Did You Know? 1976.

W.P. Kinsella – Write It and They Will Come.
Did You Know? the audio version

Did you know that In August 1976, a 41-year-old Canadian, W. P. (Bill) Kinsella, boarded a bus in Langley, British Columbia, on his way to graduate school somewhere in the whispering farm fields of Iowa. A former restaurant owner, insurance worker, and taxi driver, Kinsella was ready for a new life chapter after years of unfulfilling work and the end of his second marriage.

It wasn’t some mysterious voice that beckoned Kinsella to the University of Iowa and the Writers Workshop, but a persistent dream: to become a professional writer. And over the next two years (1976-1978), this Canadian would live in Iowa City, honing his voice as a storyteller, while quickly falling in love with our state. In an essay for Sports Illustrated, Kinsella once wrote…

I had never seen the dazzle of fireflies before. I also loved the intimacy of the Iowa River where it snaked, green and lazy, across the University of Iowa campus. I loved the town, the Prairie Lights bookstore, the small restaurants and the magnificent old homes, one of which Flannery O’Connor lived in when she was a student at the Workshop.

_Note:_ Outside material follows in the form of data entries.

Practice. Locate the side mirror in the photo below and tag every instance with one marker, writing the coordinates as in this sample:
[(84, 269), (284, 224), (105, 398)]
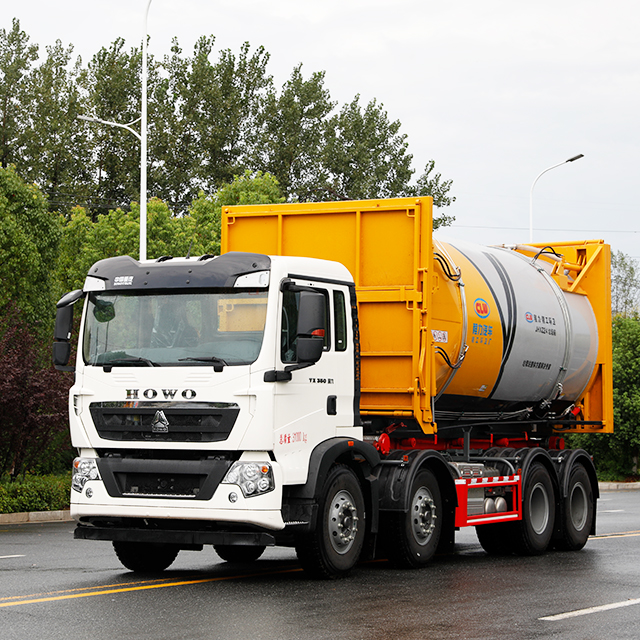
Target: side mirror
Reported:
[(311, 326), (62, 332), (64, 323)]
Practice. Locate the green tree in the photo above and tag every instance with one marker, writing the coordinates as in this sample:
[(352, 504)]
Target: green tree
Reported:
[(625, 284), (55, 153), (16, 57), (117, 232), (433, 185), (205, 120), (365, 154), (33, 399), (113, 89), (29, 236), (289, 139)]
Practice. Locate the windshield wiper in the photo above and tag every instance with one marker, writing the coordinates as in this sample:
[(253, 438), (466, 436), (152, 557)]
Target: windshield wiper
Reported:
[(218, 363), (107, 366)]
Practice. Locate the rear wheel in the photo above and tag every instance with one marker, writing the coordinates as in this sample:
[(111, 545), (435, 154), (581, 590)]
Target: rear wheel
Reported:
[(238, 554), (578, 511), (534, 531), (146, 557), (333, 548), (414, 535)]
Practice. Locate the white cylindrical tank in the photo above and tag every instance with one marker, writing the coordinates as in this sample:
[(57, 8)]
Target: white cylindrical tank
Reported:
[(519, 339)]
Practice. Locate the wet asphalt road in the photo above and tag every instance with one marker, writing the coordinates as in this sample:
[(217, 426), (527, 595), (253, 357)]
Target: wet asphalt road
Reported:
[(52, 586)]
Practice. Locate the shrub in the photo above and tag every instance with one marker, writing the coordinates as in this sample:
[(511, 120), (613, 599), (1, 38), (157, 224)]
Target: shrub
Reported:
[(35, 493)]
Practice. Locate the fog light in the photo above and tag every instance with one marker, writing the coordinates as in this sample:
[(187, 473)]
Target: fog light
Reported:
[(253, 478), (84, 469)]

Renting a room in an old house at 619 N. Johnson St., Kinsella cranked out one short story after another, sharing all of his writings with the Iowa City Creative Reading Club that met regularly at College Green Park. During his second year of graduate school, Kinsella began working on a new story inspired by Iowa City, the 1919 Black Sox, and his complicated relationship with his father. It was the story that would change his life—and Iowa—forever.

Well, Kinsella read his short story, titled “Shoeless Joe Jackson Comes to Iowa” aloud for the first time at the next Iowa City Creative Reading meeting – one week before leaving Iowa City. He’d accepted a teaching position at the University of Calgary that would begin in the fall. The following year, the piece appeared in an anthology of short stories, catching the eye of a young editorial assistant at Houghton Mifflin. After reading just a brief synopsis, Kinsella was urged to turn his short story into a novel. And the rest, as they say, is history.